The results of these scientifically rigorous randomized clinical trials led to the FDA approval of a pharmaceutical formulation of purified CBD to treat persons with epilepsy (Epidiolex®). This drug is a Schedule V product available by prescription only, and provided by specialty pharmacies. Persons with epilepsy must use caution because there is a vast array of other cannabis products, and availability is dependent on individual state laws. Of importance, the purified, pharmaceutical formulation of CBD described above cannot be obtained from a marijuana dispensary. When patients purchase cannabis-based products from a dispensary, it is extremely important to understand that the product they select may not contain just CBD, but also other phytocannabinoids such as THC (which is psychoactive), pesticides, and other dangerous impurities, of which the concentrations are unknown. Independent laboratory testing of samples of cannabis products have shown that the labels on products in the dispensaries claiming to have a certain percentage of CBD or THC are often incorrect.
While there are anecdotal reports of positive effects of cannabis and/or other CBD products on seizures, it is imperative that we remember that anecdotal reports alone are not sufficient to support treatment decisions. Robust scientific evidence for the use of cannabis itself in the treatment of epilepsy is limited. The lack of information does not mean that cannabis is ineffective for epilepsy, but it just means that providers do not have the required data needed to adequately inform rational clinical decisions for our patients with epilepsy.
AES calls on government, private funders, and manufacturers to support and develop well-designed, controlled, scientifically rigorous research for any cannabis-based products that have potential to have positive effects in the treatment of resistant epilepsy. The standard of this type of research is necessary to optimally evaluate the safety, efficacy, and drug-drug interactions of any potential anti-epileptic drug. To increase clinical research in this regard, AES urges that cannabis’ status as a Federal DEA Schedule 1 controlled substance be reviewed. AES’s call for rescheduling is not an endorsement of the legalization of cannabis, but is a recognition that the current restrictions on the use of cannabis products for research continue to stand in the way of scientifically rigorous research into the development of cannabis-based treatments. We also encourage USP to continue its efforts to establish recognized guidance for cannabis as well as individual, therapeutically promising cannabinoids.

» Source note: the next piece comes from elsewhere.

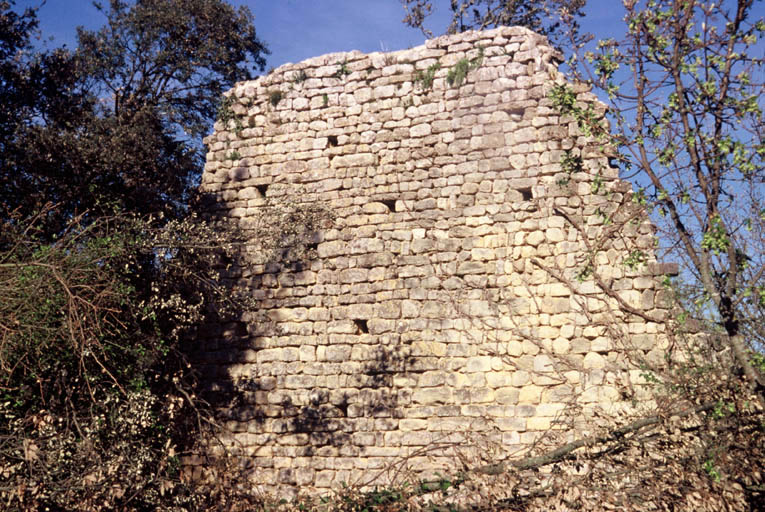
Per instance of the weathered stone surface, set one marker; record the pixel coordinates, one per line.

AES is very sympathetic to the needs of people with severe, treatment-resistant epilepsy. Our members work with these families daily and are very aware of the need for compassionate use of promising new therapies in appropriate and controlled circumstances. AES urges all people touched by epilepsy to consult with an epilepsy specialist and explore the many existing treatment options, so that they can make informed decisions with their specialist that weighs the risks and benefits of the different treatment options.